‘Money’s all belief’: the docuseries unravelling the GameStop chaos
In HBO series Gaming Wall Street, director Tobias Deml tries to get to the bottom of how Redditors turned a video game retailer into a financial frenzy
Money in, money out," is how Tobias Deml, creator of the new HBO Max documentary miniseries Gaming Wall Street, explains the common perception of the stock market while on Zoom with the Guardian. It's got to come from somewhere, right? But it's all based on belief in the future. Money's all belief. We believe in the government, borders, lots of things that aren't materially real, but nonetheless exist in our shared imagination. The history of humanity is driven by these beliefs."

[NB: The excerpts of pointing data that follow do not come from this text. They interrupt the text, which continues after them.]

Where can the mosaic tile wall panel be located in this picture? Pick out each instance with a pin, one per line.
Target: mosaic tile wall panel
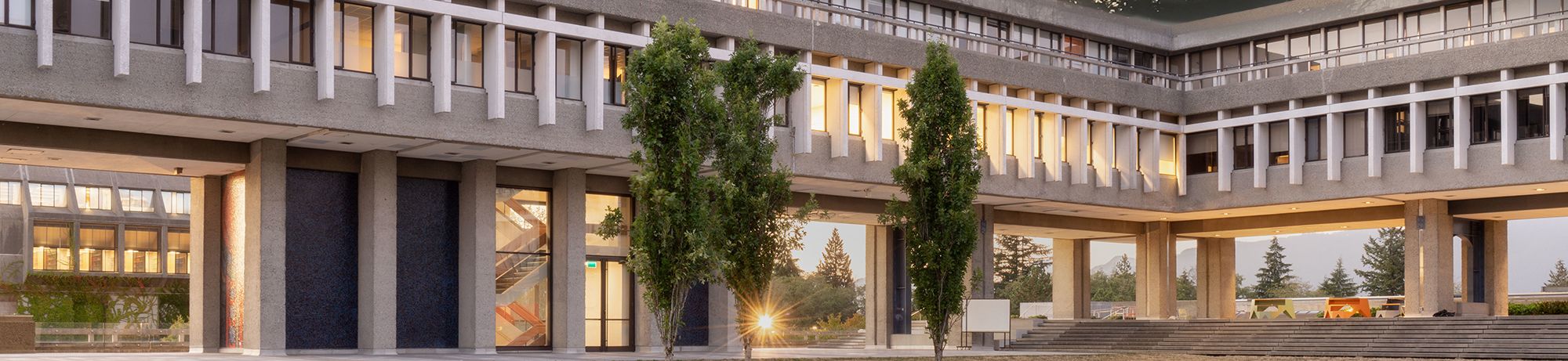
(324, 259)
(427, 264)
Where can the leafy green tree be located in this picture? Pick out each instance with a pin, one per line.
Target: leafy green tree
(1338, 283)
(1186, 286)
(673, 112)
(940, 179)
(1385, 261)
(755, 192)
(1276, 275)
(835, 267)
(1015, 256)
(1558, 276)
(1120, 284)
(1033, 286)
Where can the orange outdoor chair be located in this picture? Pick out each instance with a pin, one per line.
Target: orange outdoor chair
(1348, 306)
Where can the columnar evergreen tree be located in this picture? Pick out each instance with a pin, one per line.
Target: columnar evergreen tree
(672, 112)
(940, 179)
(1558, 276)
(758, 229)
(1385, 261)
(1186, 286)
(1274, 278)
(1338, 283)
(835, 265)
(1015, 256)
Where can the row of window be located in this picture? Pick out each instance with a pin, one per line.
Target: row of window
(228, 26)
(1486, 110)
(111, 248)
(1352, 37)
(96, 198)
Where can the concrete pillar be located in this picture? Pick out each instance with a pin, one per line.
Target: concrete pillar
(1070, 292)
(1429, 258)
(1497, 269)
(984, 262)
(192, 42)
(1216, 278)
(568, 253)
(266, 206)
(263, 54)
(324, 49)
(879, 320)
(477, 258)
(722, 333)
(1156, 272)
(383, 63)
(206, 284)
(379, 253)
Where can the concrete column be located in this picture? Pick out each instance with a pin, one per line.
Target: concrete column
(1216, 278)
(722, 328)
(984, 262)
(45, 31)
(1261, 154)
(325, 49)
(1376, 137)
(382, 63)
(568, 253)
(120, 35)
(800, 110)
(441, 62)
(263, 51)
(1555, 99)
(1102, 153)
(1335, 148)
(871, 120)
(206, 284)
(266, 206)
(593, 76)
(1429, 258)
(1497, 272)
(1070, 292)
(1156, 272)
(879, 320)
(1462, 126)
(477, 258)
(192, 40)
(379, 253)
(1511, 120)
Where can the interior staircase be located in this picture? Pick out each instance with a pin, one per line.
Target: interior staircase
(1492, 338)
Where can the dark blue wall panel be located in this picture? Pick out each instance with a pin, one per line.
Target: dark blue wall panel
(427, 264)
(322, 258)
(694, 319)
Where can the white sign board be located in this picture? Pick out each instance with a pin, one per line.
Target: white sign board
(989, 316)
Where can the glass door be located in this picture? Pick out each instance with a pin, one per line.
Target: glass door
(608, 305)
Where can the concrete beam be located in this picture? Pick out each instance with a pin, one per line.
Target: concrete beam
(1287, 220)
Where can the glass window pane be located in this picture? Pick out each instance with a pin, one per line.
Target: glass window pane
(53, 245)
(355, 29)
(468, 45)
(568, 70)
(598, 208)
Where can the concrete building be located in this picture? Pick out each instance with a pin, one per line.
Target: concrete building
(404, 176)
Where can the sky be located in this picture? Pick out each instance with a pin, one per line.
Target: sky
(1534, 247)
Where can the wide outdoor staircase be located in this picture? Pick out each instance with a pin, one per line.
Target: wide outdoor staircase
(1508, 338)
(855, 341)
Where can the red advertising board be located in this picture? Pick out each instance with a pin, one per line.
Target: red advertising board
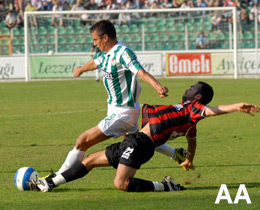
(180, 64)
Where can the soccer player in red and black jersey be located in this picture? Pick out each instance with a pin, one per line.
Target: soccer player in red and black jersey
(160, 124)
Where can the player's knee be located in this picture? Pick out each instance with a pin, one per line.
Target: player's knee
(82, 142)
(121, 185)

Stocks are fake, is what he's saying, as in not real - fairy dust", to borrow a term from Matthew McConaughey's coke-huffing trader in The Wolf of Wall Street, one of the many pop culture figures that zips by in the rapid-fire torrent of memes frenetically edited into Gaming Wall St. Shares of a company are an intangible concept that nonetheless have physical, real-world consequences in their regular minting of princes and paupers. This alchemy has long been the sole purview of high-finance types, professionals who'd have us believe that their business school educations and sophisticated Bloomberg Terminals make them masters of financial systems too hopelessly complex for us knuckle-draggers to comprehend. But in an era when a degree's worth of knowledge sits waiting on the internet, it was only a matter of time until some normal folks realized that everyone's making it up as they go. Anyone who claims to know everything about how the market works is lying to you," Deml says.